On submission day 0, a total of 33 serum samples consisting of three tubes from each of three pigs at each of three farms (FF, PE, and TNT), along with three tubes from each of the controls, were packaged on ice and shipped for overnight delivery to each of three state diagnostic laboratories with a history of handling a high volume of swine diagnostic samples, including PRRSV ORF5 sequencing. Each sample was assigned a number between 1 and 33 using a random numbers table generated in a commercial spreadsheet program (Excel 2007; Microsoft Corporation, Redmond, Washington). Coding was assigned according to the diagnostic laboratory, submission, farm, and pig (ie, X1-FF-A1 indicated laboratory X, submission 1 of 3, Farm FF, pig A, tube 1 of 3). The entire submission process was repeated two more times at approximately 30 and 60 days after the first submission. The total number of field and vaccine virus samples submitted was 297.

Samples were submitted as “known PRRS-positive” to each laboratory and a request was made for all samples to be submitted directly for ORF5 sequencing. This was done as a cost-savings step to eliminate the need for a screening PCR and to accommodate direct testing on the ORF5 PCR for sequencing. Raw sequencing data was requested from each laboratory for analysis. All of the raw ORF5 nucleotide sequencing data was collected from each of the diagnostic laboratories and aligned using the Clustal W “slow-accurate” method included in the commercially available software Lasergene DNAStar Megalign version 8.1.2 (Madison, Wisconsin). A master dendrogram and homology table containing all resulting field virus and vaccine references was generated using the Lasergene software. For the purposes of the similarity analysis, paired sequence comparisons that were expected to be identical, since they were from the same sample, were defined as two sequences having greater than or equal to three of 603 nucleotide differences, equivalent to a homology of 99.50% or greater, since sequencing process-related errors of up to 0.50% were assumed possible but considered non-significant to the barn-level decision-making process and intervention-plan process by the veterinarian and producer. Further, paired sequence comparisons that were expected to be identical but that had less than 97.00% homology were defined as “outliers.”3 The results were attributed to laboratory processing errors rather than sequencing errors.

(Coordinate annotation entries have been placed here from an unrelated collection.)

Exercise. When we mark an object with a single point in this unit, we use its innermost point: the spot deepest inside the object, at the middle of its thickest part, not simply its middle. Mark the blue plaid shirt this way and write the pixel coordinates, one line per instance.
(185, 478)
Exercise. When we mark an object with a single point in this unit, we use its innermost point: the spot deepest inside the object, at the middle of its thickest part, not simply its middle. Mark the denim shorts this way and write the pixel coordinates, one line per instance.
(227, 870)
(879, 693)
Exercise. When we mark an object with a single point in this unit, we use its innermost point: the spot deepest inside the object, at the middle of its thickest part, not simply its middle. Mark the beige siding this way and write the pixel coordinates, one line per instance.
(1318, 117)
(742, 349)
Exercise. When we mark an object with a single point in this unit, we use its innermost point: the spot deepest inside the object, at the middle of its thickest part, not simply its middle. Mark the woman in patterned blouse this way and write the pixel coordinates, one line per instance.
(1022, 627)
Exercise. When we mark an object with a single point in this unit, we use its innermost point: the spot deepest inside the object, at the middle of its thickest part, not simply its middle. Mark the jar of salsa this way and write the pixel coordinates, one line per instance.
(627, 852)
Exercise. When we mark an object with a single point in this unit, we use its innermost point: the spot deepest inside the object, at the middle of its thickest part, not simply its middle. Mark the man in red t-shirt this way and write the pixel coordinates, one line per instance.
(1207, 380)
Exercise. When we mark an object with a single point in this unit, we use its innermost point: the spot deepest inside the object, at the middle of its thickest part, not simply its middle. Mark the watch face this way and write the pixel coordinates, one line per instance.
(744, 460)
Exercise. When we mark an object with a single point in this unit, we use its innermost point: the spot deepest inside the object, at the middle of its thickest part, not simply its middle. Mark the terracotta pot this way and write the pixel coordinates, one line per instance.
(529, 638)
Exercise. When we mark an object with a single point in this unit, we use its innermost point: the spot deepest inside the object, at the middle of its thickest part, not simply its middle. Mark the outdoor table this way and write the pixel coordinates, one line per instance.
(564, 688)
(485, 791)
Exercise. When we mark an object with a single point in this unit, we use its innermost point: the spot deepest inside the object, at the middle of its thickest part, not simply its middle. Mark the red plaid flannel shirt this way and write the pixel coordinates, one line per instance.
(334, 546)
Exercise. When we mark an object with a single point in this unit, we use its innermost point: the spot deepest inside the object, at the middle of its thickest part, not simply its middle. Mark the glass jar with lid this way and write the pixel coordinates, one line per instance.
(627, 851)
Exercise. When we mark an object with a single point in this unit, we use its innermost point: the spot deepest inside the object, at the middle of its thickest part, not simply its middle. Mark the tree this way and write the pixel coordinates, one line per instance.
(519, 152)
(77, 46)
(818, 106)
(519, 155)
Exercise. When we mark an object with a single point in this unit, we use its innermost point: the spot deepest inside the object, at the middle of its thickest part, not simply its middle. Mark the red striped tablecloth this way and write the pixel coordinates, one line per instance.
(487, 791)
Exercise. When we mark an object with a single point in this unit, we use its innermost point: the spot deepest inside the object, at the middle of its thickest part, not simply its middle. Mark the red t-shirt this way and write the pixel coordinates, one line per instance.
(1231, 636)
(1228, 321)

Upon completing alignment of the raw data, a visit was made to each of the three participating diagnostic laboratories to discuss the results, as well as to gain further insight into the sequencing process from receiving a sample to reporting results.

Data was analyzed using descriptive statistics. Specific comparisons were made using a multiple comparison of proportions test, specifically Tukey’s honest significant difference (HSD) test, in MULTPROP.mac (Minitab 17.1.0, Minitab Inc, State College, Pennsylvania).

Results

Genetically distinct viruses differing by more than 13% in nucleotide sequence identity were present on each of the three farms, as shown in Figure 1 and confirmed by direct pairwise comparison (data not shown). Among the entire set of 297 sequences in this study, all of the sequences on one farm had 100% nucleotide agreement, whereas the sequences from the other two farms differed in the range of 0.2% to 0.8%, ie, from one to five bases per 603 bases in ORF5.

**Figure 1**: Dendrogram from blood samples positive for porcine reproductive and respiratory syndrome (PRRS) virus collected from individual pigs (A, B, and C) on three different farms (FF, PE, and TNT) and submitted on three independent occasions to three diagnostic laboratories (X, Y, and Z) for PRRS virus open reading frame 5 nucleotide sequencing.

Vaccine control comparisons

Analysis of two independent positive-control vaccine strains was used to estimate intra- and inter-laboratory diagnostic sequencing variation. As shown in Table 1, the vaccine controls had 100% nucleotide agreement regardless of submission time for Laboratory X and Laboratory Y. Likewise, there was 100% nucleotide sequence agreement between laboratories X and Y on all pair-wise comparisons. Laboratory Z had 100% nucleotide agreement on 58 of 72 positive-control pair-wise comparisons (80.6%), and 14 sequences differed by one nucleotide from the consensus (Table 1). Interestingly, all Laboratory Z MLV vaccine control sequences differed at one position, base 8, from all sequences obtained in Laboratory X and Laboratory Y, and ATP vaccine sequences from Laboratory Z differed from all sequences reported from Laboratory X and Laboratory Y at positions 11 and 599. Thus, 100% agreement was obtained in all cases between Laboratory X and Laboratory Y, but neither showed perfect agreement with any vaccine sequence reported from Laboratory Z.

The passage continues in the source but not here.